Hamlet in Cornwall, England

Trewethern is a hamlet in the Civil parish St Kew, Cornwall, England, United Kingdom. It contains four Grade II Listed buildings, being Trewethern Farmhouse, Threwethern Cottage, Carns Farmhouse and Walts Cottage, the buildings varying in date from the early 18th century back to the 15th century.

==History==
While there is no entry in the Domesday Book for Trewethern, there is a record of a small settlement called Carmar which was at or very close to the current location of Trewethern. Carmar consisted of 3 smallholders and one slave, with ploughland sufficient for one plough and 10 acre of pasture supporting 40 sheep with the land held by Alward of Clyst under Count Robert of Mortain. The oldest records of Trewethern date from the reign of Queen Elizabeth I when Humphry Rescarock took Richard Mathewe to the Court of Chancery over a disputed property there while around the same time there was another dispute, also in the Court of Chancery, over the inheritance of the land of William Moncke "called Trewotheran ... in the parish of St Kew, Cornwall".
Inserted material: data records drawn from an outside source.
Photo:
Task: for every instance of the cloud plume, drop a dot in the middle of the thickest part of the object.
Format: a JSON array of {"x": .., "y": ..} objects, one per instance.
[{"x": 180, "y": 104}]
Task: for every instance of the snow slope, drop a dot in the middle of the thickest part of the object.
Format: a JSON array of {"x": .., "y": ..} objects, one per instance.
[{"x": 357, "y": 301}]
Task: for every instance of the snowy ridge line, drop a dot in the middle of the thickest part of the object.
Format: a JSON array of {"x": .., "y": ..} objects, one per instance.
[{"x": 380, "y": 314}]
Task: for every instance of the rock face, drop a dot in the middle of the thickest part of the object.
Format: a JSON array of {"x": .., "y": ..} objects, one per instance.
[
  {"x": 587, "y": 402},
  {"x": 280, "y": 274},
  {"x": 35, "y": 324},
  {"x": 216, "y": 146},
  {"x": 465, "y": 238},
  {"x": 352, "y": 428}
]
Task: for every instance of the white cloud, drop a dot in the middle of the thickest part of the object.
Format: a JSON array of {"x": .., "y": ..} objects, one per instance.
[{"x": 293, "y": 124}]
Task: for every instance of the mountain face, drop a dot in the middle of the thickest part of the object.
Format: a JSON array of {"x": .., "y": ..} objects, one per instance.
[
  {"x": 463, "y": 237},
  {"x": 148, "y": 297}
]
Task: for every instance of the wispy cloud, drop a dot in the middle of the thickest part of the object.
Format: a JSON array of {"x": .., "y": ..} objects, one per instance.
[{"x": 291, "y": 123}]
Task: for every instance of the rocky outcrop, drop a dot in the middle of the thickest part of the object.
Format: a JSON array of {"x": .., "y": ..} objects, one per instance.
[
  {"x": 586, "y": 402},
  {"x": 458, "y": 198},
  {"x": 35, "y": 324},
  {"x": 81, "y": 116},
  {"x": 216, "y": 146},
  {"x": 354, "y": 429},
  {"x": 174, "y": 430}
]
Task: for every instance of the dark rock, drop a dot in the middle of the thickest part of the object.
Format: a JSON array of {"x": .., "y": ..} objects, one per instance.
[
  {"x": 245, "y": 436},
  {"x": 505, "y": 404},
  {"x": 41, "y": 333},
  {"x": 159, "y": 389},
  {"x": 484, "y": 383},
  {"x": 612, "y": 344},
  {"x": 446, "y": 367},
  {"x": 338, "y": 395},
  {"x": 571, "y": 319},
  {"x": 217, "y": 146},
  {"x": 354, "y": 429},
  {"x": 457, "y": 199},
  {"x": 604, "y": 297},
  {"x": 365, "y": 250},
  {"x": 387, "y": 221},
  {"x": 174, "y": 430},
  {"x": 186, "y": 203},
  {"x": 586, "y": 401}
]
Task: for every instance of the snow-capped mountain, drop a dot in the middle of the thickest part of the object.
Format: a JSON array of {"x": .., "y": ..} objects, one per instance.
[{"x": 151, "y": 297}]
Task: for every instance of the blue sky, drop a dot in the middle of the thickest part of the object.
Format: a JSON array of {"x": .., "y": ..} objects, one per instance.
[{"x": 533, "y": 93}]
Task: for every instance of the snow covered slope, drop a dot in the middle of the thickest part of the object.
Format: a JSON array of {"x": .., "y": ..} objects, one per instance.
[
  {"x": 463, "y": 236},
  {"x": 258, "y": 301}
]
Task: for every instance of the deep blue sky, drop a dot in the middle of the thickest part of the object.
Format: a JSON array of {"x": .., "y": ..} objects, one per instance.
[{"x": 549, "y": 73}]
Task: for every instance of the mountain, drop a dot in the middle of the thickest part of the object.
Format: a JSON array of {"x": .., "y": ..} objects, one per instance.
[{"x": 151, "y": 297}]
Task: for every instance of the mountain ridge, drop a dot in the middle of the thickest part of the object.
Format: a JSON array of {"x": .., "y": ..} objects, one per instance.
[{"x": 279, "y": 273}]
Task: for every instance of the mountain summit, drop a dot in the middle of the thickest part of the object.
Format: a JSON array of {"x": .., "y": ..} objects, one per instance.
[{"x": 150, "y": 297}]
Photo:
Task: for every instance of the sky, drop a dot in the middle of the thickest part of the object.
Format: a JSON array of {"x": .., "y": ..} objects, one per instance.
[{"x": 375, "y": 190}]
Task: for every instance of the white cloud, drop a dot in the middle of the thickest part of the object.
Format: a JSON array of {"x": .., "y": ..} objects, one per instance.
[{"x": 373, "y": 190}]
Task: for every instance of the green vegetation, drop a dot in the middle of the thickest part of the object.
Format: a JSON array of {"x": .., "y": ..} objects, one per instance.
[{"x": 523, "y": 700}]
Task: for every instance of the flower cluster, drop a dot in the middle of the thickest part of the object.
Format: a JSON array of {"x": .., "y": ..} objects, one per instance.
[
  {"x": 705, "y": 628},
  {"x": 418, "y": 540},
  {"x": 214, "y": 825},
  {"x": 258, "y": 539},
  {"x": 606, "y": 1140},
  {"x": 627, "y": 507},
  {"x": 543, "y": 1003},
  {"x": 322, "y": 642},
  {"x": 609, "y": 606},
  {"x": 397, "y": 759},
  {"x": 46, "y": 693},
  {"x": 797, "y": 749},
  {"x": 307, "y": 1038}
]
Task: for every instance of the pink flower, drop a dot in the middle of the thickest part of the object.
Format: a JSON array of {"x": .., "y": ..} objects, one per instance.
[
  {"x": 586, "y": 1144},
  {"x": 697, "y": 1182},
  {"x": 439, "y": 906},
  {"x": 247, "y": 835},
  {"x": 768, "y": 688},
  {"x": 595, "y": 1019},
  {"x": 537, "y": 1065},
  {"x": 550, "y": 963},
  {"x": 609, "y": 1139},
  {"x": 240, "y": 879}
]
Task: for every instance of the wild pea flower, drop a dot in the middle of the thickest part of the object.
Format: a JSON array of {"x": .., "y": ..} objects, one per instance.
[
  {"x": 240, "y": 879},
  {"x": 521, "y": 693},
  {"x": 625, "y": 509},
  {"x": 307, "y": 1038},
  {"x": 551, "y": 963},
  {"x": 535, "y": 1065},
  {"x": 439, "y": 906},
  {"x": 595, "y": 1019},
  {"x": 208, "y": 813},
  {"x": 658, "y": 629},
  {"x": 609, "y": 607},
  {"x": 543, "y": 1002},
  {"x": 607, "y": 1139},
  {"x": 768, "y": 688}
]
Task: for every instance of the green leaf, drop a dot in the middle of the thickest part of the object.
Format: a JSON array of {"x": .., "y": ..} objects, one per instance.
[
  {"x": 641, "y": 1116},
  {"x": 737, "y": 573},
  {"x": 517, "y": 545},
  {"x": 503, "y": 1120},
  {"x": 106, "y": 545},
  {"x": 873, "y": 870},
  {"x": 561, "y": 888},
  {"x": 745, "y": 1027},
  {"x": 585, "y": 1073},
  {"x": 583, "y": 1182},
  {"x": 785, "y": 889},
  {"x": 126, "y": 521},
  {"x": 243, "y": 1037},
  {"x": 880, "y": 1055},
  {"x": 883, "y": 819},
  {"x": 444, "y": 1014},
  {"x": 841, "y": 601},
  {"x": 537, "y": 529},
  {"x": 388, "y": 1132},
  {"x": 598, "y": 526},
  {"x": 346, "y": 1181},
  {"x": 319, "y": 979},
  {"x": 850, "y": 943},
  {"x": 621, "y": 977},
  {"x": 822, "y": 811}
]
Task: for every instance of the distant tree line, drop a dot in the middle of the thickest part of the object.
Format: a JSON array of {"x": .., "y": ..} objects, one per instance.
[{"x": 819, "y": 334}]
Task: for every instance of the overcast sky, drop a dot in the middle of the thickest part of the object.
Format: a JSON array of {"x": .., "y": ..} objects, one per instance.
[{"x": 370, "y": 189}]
There were 22 households recorded at Trewethern in the 1841 United Kingdom census including a Blacksmith and the 1881 Ordnance Survey map shows a smithy.

Near Trewethern on the road to St Kew is a restored Cornish Cross known as Job's cross. This cross, medieval in origin, was discovered in 1906 being used as a gatepost about a mile away near Job's Tenement (hence the name) and was erected at its current location in 1952. The cross is a scheduled ancient monument being first scheduled in 1934.